The unique signaling pathways associated with cytokine-induced NF-kappa B activation in IECs has been investigated using various approaches. Adenoviral gene delivery of a truncated TRAF-2 protein revealed that TNF-alpha partially mediates NF-kappa B activation and IL-8 expression through TRAF-2 in HT-29 and IEC-6 cells (59). In addition, in HT-29 cells, although not in several other cell types (26), TRAF-2 is required for IL-1beta -induced NF-kappa B and IL-8 gene expression (59). These data suggest that interactions occur between the TRAF-2 protein and several different cytokine receptors in IECs in contrast to signal transduction in many bone marrow-derived cells, where TRAF-2 interacts solely with the TNF receptor family.

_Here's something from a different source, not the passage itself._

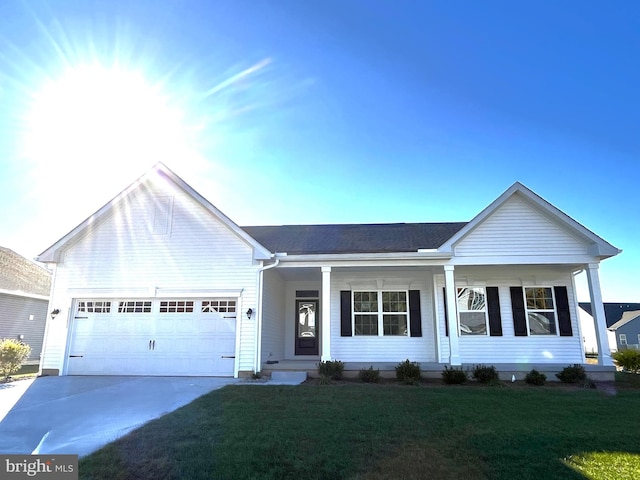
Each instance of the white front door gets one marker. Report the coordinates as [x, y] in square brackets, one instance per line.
[192, 337]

Native colonic epithelial cells and most IEC lines have delayed and incomplete Ikappa Balpha degradation following cytokine activation (55), in addition to a strong decrease in IKK activity (64). Although viral delivery of NIK induces a strong Ikappa Balpha phosphorylation and NF-kappa B-activated gene expression in HT-29 cells, only a marginal degradation of Ikappa Balpha steady-state level is observed in these cells (64). By contrast, ectopic expression of NIK and IKK induces almost complete Ikappa B degradation in Caco-2 cells (54, 64). In addition, the IL-1beta signaling kinase IRAK is rapidly and completely degraded in IL-1beta -stimulated Caco-2 cells but not in HT-29 cells (14, 64). Because the proteasome pathway mediates degradation of both Ikappa Balpha and IRAK, it is tempting to speculate that HT-29 cells have a defect in their proteasome pathway, although there is currently insufficient evidence to support this hypothesis. The physiological mechanisms of Ikappa B resistance to degradation and its relevance to intestinal homeostasis remain to be determined.

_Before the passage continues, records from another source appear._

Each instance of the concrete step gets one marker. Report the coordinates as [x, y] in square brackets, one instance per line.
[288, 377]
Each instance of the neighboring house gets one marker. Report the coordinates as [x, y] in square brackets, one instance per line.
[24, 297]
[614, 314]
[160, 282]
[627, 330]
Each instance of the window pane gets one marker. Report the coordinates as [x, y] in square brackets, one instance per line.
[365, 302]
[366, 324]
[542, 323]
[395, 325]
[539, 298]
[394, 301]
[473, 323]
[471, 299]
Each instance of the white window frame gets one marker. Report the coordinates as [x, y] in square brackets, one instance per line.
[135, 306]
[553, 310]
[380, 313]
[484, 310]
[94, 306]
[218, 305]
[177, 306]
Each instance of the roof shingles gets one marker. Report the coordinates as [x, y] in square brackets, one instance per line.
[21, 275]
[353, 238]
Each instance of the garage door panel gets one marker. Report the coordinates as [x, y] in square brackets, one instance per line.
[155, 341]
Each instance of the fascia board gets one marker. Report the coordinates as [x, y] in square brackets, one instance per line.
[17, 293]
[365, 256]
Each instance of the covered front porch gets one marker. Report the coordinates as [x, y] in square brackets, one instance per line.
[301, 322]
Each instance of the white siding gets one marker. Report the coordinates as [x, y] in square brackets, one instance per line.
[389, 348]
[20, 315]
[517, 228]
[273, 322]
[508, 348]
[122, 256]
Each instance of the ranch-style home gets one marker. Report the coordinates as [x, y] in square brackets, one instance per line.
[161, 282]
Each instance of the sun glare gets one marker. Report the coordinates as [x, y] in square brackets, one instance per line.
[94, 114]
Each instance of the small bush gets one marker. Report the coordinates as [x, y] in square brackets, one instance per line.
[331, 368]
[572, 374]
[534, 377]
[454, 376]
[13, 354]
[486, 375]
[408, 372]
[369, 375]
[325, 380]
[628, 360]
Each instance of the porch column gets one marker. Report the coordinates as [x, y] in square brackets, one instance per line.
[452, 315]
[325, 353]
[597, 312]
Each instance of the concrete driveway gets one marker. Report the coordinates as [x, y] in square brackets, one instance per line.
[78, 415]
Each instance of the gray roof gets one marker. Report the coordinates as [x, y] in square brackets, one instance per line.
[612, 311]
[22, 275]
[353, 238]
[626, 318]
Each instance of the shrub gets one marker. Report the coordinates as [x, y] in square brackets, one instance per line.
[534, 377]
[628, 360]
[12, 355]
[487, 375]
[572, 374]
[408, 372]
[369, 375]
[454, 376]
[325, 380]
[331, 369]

The intestinal mucosa is composed of a dynamic cell population in perpetual change from a proliferative and undifferentiated stage (crypt-base) to mature surface villus epithelial cells (1, 92, 127). Migration of cells from the crypt to the surface of the colon is accompanied by cellular differentiation that leads to important morphological and functional changes. Although several studies have shown that this process involves substantial changes of cellular morphology, growth, proliferation, and expression of biochemical markers (76, 137), little is known about the alteration of immunological functions as IECs mature. Interestingly, the IL-1beta signaling pathway leading to IKK and NF-kappa B activation is downregulated in differentiated HT-29 cells (surfacelike cells) compared with undifferentiated cells (cryptlike cells) (14). In addition, bacterial invasion is reduced in differentiated IECs (22). These findings suggest that a gradient of NF-kappa B activation may exist along the crypt-surface axis in response to stimulation by proinflammatory cytokines and bacteria.

IEC apoptosis is an important phenomenon in mucosal homeostasis, assuring a constant balance between cell production and cell loss. Recently, NF-kappa B was shown to play a protective role against apoptosis mediated by some death signals such as TNF-alpha and radiation in many cell types (5). Therefore, NF-kappa B activation status may have an impact on intestinal hyperplasia through cell removal by apoptosis in a manner similar to experimental rheumatoid arthritis (82). Of interest, cellular differentiation dramatically sensitized HT-29 cells to Fas-mediated apoptosis (M. P. Russo, R. B. Sartor, and C. Jobin, unpublished observations). The combined effect of IEC differentiation on downregulation of IL-1beta signaling and increased susceptibility to Fas-mediated apoptosis may represent a mechanism to maintain mucosal homeostasis. However, the role of NF-kappa B in the IEC apoptotic process remains to be established, since this transcription factor also seems to play a proapoptotic role in HT-29 cells (40).

Although these data shed some light on the complex cytokine-induced NF-kappa B signal cascade in IECs, many questions remain unanswered. For example, the relative contribution and role of various adaptor proteins and kinases in cytokine-induced NF-kappa B activation remain unclear. The responsiveness of native IECs at various stages of differentiation to physiological stimuli needs to be determined to address the hypothesis that IECs have dampened NF-kappa B-regulated responses that preserve homeostasis in an aggressive luminal environment.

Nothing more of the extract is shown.